The filter cake chambers are formed in either of two ways: by mating two recessed chamber plates or by two flush plates with a cake frame (much like a picture frame) sandwiched in between.
The two faces of the filter plate have a drainage surface in the form of ribs, grooves or pips to allow filtrate to drain behind the cloth to the drainage ports located in each corner of the filter plates. These ports, in turn, connect to the corner eyes, which carry the filtrate drainage to the fixed end of the filter press.
A filter cloth is mounted over each of the two faces of the filter plate. The cloth is joined at the feed eye by an impervious sleeve or tube also known as a barrel neck.
Filter Press Feed Cycle
Sludge is fed into the filter press by a suitable pumping system and passes through the feed eye of the succeeding plates along the length of the plate pack until all chambers are full of slurry. This is known as the fast fill portion of the filter cycle.

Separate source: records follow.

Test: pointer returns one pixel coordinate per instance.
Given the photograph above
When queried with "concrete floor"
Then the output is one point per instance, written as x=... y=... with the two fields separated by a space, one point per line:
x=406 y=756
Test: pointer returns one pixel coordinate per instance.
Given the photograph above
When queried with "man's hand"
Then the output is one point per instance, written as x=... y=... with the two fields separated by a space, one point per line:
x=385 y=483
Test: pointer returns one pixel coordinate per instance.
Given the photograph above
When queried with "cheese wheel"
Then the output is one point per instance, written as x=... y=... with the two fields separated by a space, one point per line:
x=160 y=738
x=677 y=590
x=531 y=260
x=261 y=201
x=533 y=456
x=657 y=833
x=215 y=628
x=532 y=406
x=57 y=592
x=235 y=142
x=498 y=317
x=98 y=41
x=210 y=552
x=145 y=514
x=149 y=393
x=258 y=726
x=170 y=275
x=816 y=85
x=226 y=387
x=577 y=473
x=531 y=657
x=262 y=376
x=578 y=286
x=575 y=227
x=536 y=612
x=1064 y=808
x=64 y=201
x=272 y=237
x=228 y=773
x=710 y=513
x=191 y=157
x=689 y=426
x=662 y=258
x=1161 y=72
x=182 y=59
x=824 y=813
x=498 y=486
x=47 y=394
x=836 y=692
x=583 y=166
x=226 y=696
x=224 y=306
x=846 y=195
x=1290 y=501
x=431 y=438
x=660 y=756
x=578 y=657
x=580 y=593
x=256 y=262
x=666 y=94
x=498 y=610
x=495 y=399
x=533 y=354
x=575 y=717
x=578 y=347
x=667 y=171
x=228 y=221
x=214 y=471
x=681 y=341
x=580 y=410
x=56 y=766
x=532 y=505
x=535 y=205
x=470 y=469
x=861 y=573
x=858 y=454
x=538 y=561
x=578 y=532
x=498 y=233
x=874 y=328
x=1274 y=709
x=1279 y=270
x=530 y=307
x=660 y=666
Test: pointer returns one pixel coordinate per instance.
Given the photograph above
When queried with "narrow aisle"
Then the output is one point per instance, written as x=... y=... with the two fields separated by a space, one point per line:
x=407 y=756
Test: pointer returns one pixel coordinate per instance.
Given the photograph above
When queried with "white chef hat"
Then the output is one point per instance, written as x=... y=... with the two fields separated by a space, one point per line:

Flowing under pressure, the solid particles begin to deposit on the surface of the filter cloth forming the initial layer of filter cake referred to as the pre-coat. Once applied, this pre-coat layer becomes the actual filtering medium.
As filtering continues the cake thickness gradually increases, until the adjacent filter cake in each chamber touch or bridge. At this point of the filter cycle, the dewatering phase enters into final cake consolidation to achieve maximum cake dryness (Refer to figures 1 to 6).
During the consolidation step of the cycle, additional solids are being pumped into the filter chamber to displace more liquid. This results in a dryer, firmer and denser filter cake. This cycle normally continues until liquid flow from the press is reduced to virtually nil. At this point, the feed pump is stopped and the internal pressure within the filter plate pack is relieved.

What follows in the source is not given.